Building a Governed AI Platform: What Enterprise RAG Actually Looks Like in Production
Every RAG tutorial follows the same script: chunk your documents, embed them, stuff them into a vector database, retrieve the top-k results, and feed them to an LLM. Congratulations, you have a demo.
Now try deploying that to an organization where 400 users across 12 departments need access to different document collections, where some queries touch controlled-unclassified information, where your CFO wants to know exactly which model processed which request and why, and where a prompt injection in one user's session absolutely cannot leak another user's retrieval context.
That tutorial didn't prepare you for any of this.
I've spent the last several years building and operating a multi-LLM RAG platform in production. What I've learned is that the hard part of enterprise AI isn't retrieval or generation. It's governance -- the configuration layer that determines who can do what, with which model, against which data, under what constraints. This article is about that layer.
The Governance Layer: Configuration as a First-Class Concern
Most AI platforms treat configuration as an afterthought -- environment variables, maybe a YAML file. In production, your governance configuration is the product. It's the thing that makes a platform trustworthy enough to deploy.
Think of it as a control plane that sits between three actors:
- Operators (your platform admins) who define policies
- Users who interact through constrained interfaces
- Agents (LLMs + tools) who execute within boundaries set by operators on behalf of users
The governance layer answers questions like:
- Which models is this user group authorized to use?
- What retrieval collections can this role access?
- What guardrails apply to this conversation context?
- What happens when a policy violation is detected -- block, redact, or flag?

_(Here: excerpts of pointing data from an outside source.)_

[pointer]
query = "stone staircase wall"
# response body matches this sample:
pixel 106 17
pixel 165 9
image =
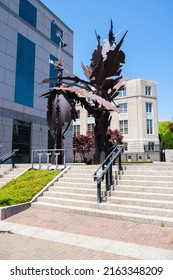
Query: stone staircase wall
pixel 7 173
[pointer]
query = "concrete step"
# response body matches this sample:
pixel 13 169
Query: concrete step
pixel 143 188
pixel 72 195
pixel 166 204
pixel 142 195
pixel 77 184
pixel 146 183
pixel 70 179
pixel 108 206
pixel 149 166
pixel 146 177
pixel 150 172
pixel 70 189
pixel 107 214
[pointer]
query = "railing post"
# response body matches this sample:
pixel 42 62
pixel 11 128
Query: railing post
pixel 48 154
pixel 110 174
pixel 39 156
pixel 13 161
pixel 98 191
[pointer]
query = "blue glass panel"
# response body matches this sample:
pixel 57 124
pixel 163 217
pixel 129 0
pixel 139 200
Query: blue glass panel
pixel 54 34
pixel 28 12
pixel 52 71
pixel 25 66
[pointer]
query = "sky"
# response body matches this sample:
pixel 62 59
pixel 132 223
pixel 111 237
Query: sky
pixel 148 45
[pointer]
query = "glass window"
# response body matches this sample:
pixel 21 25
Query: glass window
pixel 28 12
pixel 53 73
pixel 78 114
pixel 76 130
pixel 123 108
pixel 22 140
pixel 56 33
pixel 148 107
pixel 148 90
pixel 122 92
pixel 123 126
pixel 90 127
pixel 149 126
pixel 150 146
pixel 25 68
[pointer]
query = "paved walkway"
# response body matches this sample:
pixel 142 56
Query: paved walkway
pixel 44 234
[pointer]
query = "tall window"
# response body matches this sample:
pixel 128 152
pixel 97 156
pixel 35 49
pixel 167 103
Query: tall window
pixel 25 68
pixel 123 126
pixel 76 130
pixel 21 140
pixel 28 12
pixel 56 33
pixel 122 92
pixel 90 127
pixel 78 114
pixel 148 90
pixel 123 108
pixel 149 126
pixel 52 71
pixel 149 107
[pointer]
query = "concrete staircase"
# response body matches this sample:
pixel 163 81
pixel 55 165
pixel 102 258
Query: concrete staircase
pixel 143 193
pixel 7 173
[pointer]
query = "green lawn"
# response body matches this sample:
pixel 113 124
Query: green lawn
pixel 25 187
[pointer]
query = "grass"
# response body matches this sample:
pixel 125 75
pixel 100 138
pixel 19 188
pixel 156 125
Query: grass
pixel 25 187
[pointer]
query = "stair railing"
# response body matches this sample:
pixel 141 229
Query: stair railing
pixel 12 155
pixel 105 170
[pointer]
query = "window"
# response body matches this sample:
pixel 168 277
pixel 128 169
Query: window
pixel 150 146
pixel 90 127
pixel 90 115
pixel 28 12
pixel 76 130
pixel 122 92
pixel 123 108
pixel 56 34
pixel 149 126
pixel 148 107
pixel 123 126
pixel 25 68
pixel 78 114
pixel 22 140
pixel 53 73
pixel 147 90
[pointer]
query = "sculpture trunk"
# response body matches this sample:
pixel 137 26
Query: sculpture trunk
pixel 101 141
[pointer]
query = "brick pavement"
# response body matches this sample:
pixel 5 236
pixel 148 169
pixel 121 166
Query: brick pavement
pixel 17 246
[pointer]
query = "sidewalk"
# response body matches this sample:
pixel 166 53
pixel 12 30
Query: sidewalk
pixel 44 234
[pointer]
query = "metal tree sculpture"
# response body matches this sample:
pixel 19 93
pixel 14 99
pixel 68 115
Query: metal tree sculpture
pixel 102 87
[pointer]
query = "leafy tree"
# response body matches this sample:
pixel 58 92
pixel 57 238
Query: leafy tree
pixel 102 86
pixel 166 135
pixel 83 144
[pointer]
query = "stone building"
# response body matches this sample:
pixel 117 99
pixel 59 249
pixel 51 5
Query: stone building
pixel 28 40
pixel 137 120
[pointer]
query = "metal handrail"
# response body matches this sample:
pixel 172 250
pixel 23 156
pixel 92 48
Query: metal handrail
pixel 106 167
pixel 48 153
pixel 9 155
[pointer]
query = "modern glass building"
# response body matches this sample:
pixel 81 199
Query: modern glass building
pixel 28 40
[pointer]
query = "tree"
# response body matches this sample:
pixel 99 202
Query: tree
pixel 102 87
pixel 166 135
pixel 83 144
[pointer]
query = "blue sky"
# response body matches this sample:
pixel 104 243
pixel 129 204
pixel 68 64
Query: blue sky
pixel 148 45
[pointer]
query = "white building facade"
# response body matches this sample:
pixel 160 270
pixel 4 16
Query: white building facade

This isn't application logic. It's a declarative policy layer that operators configure and the platform enforces. Every request flows through it. No exceptions.
If you're designing an AI platform and you don't have a clean separation between "what the platform can do" and "what this specific user is allowed to do in this context," stop and fix that first. Everything else builds on it.
Multi-LLM Orchestration in Practice
Running one model is easy. Running 16 is an engineering problem that has almost nothing to do with the models themselves and everything to do with routing policy.
In production, model selection isn't a user choice. It's a policy decision based on:
- Task classification: Is this summarization, extraction, code generation, or analysis?
- Data sensitivity: Does the input or expected output contain controlled information?
- Cost envelope: What's the budget allocation for this department/project?
- Performance requirements: Is this synchronous (user waiting) or async (batch pipeline)?
- Capability matching: Does the task require tool calling, vision, structured output?
Here's a simplified version of the routing pattern we use:
interface RoutingPolicy {
taskType: string;
sensitivityLevel: 'public' | 'internal' | 'controlled';
maxLatencyMs: number;
requiresToolCalling: boolean;
costTier: 'standard' | 'premium';
}
interface ModelEndpoint {
provider: string;
model: string;
capabilities: string[];
costPerMillionTokens: number;
avgLatencyMs: number;
sensitivityClearance: string[];
}
function resolveModel(
policy: RoutingPolicy,
endpoints: ModelEndpoint[],
userAuthorization: UserAuth
): ModelEndpoint {
const eligible = endpoints
.filter(e => e.sensitivityClearance.includes(policy.sensitivityLevel))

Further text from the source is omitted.